Dom Lindomar Rocha Mota
Bispo de São Luís de Montes Belos (GO)
No quarto Domingo do Advento, a Igreja já não fala do avolumar da esperança, mas do limiar de um acontecimento. O tempo estreitou-se e o mundo já escuta os passos de quem chega. Por isso, o Evangelho nos oferece uma cena íntima na delicadeza de uma casa, de um noivado, do coração humano atravessado pelo mistério de Deus.
Mateus apresenta José como um homem de sentimentos profundos, um justo! Alguém para o qual a Lei não é uma arma, mas uma forma de reverência. Por isso, o drama o ronda diante da necessidade de uma decisão difícil.
Veio a acontecer que Maria, sua prometida esposa, aparece grávida “antes de coabitarem” (Mt 1,18). Num mundo em que a vida podia ser tirada por um boato, José se vê encurralado entre os dois abismos de expô-la publicamente e ferir aquilo que mais amava, ou romper em silêncio e desobedecer à lei.
O Evangelho diz que ele “resolveu deixá-la em segredo” (Mt 1,19). A teologia católica percebe algo do Mistério nesse gesto.
Há leituras antigas, recolhidas pela tradição patrística, que enxergam no seu recuo a prudência diante do escândalo, mas também uma espécie de temor sagrado, como quem se percebe pequeno diante da obra de Deus e, por reverência, se retira.
É então que o anjo lhe vem. A Anunciação, no relato de Mateus, acontece no domínio interior da reflexão. “Enquanto ele pensava nisso…” (Mt 1,20) Deus lhe apareceu, pois onde a pessoa humana reflete, calcula, tenta salvar o que pode, Deus aí está.
A recomendação do anjo para não temer é um convite a aprofundar a fé; não é uma explicação. A tradição nota que o anjo não diz “não suspeites”, mas “não temas”, porque, para José, não se tratava apenas de entender; tratava-se de atravessar um medo real. Medo de errar diante de Deus, medo de destruir a vida de Maria, medo de desobedecer à lei.
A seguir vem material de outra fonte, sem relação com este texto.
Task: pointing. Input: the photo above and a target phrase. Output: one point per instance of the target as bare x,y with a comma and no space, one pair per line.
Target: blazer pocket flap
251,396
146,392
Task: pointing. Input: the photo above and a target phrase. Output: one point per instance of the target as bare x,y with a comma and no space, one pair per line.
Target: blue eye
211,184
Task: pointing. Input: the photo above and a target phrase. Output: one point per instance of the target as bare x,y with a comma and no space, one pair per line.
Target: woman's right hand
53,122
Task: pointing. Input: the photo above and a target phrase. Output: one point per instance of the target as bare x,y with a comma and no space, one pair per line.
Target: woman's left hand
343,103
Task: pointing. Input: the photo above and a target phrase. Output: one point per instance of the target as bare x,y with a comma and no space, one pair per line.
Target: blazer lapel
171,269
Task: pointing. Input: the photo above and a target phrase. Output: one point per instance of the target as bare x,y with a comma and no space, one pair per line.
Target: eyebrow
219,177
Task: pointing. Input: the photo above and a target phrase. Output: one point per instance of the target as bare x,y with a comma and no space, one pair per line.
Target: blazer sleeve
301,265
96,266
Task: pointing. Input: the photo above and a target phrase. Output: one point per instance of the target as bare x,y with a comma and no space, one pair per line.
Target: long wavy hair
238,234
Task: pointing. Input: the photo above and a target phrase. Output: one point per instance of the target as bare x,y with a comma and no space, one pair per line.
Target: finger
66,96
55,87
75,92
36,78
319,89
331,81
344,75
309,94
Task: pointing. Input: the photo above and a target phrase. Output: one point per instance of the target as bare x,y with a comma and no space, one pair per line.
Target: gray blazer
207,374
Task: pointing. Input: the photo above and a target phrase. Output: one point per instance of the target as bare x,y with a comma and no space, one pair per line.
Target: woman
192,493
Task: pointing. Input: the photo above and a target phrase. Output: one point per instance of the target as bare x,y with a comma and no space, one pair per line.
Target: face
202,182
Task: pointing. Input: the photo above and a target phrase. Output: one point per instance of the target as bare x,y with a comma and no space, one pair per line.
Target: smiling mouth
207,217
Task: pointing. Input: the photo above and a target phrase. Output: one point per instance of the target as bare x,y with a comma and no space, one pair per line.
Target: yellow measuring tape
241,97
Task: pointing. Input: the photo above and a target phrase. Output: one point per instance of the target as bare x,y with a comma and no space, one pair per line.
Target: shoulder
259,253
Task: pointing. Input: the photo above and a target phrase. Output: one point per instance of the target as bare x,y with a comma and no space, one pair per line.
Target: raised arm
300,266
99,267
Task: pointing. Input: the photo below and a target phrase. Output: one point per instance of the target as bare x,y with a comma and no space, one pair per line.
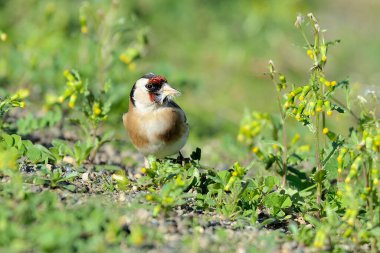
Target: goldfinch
155,124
Enquanto, para Maria, o anúncio do anjo é Boa-Nova em forma de Evento, para José é o anúncio da salvação concreta de uma situação pessoal. É a mão de Deus entrando no instante em que a honra, o amor e a lealdade podiam ser destruídos pela interpretação humana. Um pré-anúncio de que Deus está entrando na história.
Ao contemplar esse acontecimento, João Paulo II observa que José “recebeu” Maria “com todo o mistério da sua maternidade”, e que sua disponibilidade tem uma analogia profunda com o sim dela, pois ambos consentem, cada um à sua maneira, no que Deus lhe pede. O Papa Francisco, ao ler esse movimento interior, descreve José como mestre de um acolhimento da vida “como ela é”, inclusive com “contradições, imprevistos e desilusões” para descobrir um significado oculto que Deus revela nessas situações limítrofes.
José “fez como o anjo do Senhor lhe ordenara” (Mt 1,24). Momento no qual ele não está apenas “aceitando” Maria; está salvando Maria do tribunal dos olhares, salvando a criança do anonimato legal, salvando a própria história da amargura. E está, sobretudo, sendo salvo. Salvo da tentação de interpretar sozinho o que só pode ser compreendido em Deus; salvo do orgulho de decidir sem escutar; salvo do desespero de achar que a pureza de Maria era uma acusação contra ele. O anúncio a José é a misericórdia de Deus aplicada ao concreto da vida quando a vida parece perdida.
Então o anjo lhe confiou algo mais, ao dizer: “Tu lhe porás o nome de Jesus” (Mt 1,21). Nomear é assumir responsabilidade, é inserir na história e José passa a participar do Mistério pela obediência e lealdade. Ele é introduzido no centro da Encarnação pelo exigente caminho da fidelidade que transforma um homem justo em guardião dos desígnios de Deus.
E, assim, quando se fala da Anunciação, é preciso lembrar que há uma alegria que canta em Maria e há uma alegria que resgata em José, pois Deus não vem apenas para gerar um Filho no mundo; vem também para redimir as histórias humanas das suas tragédias e fazer delas morada de seu próprio amor.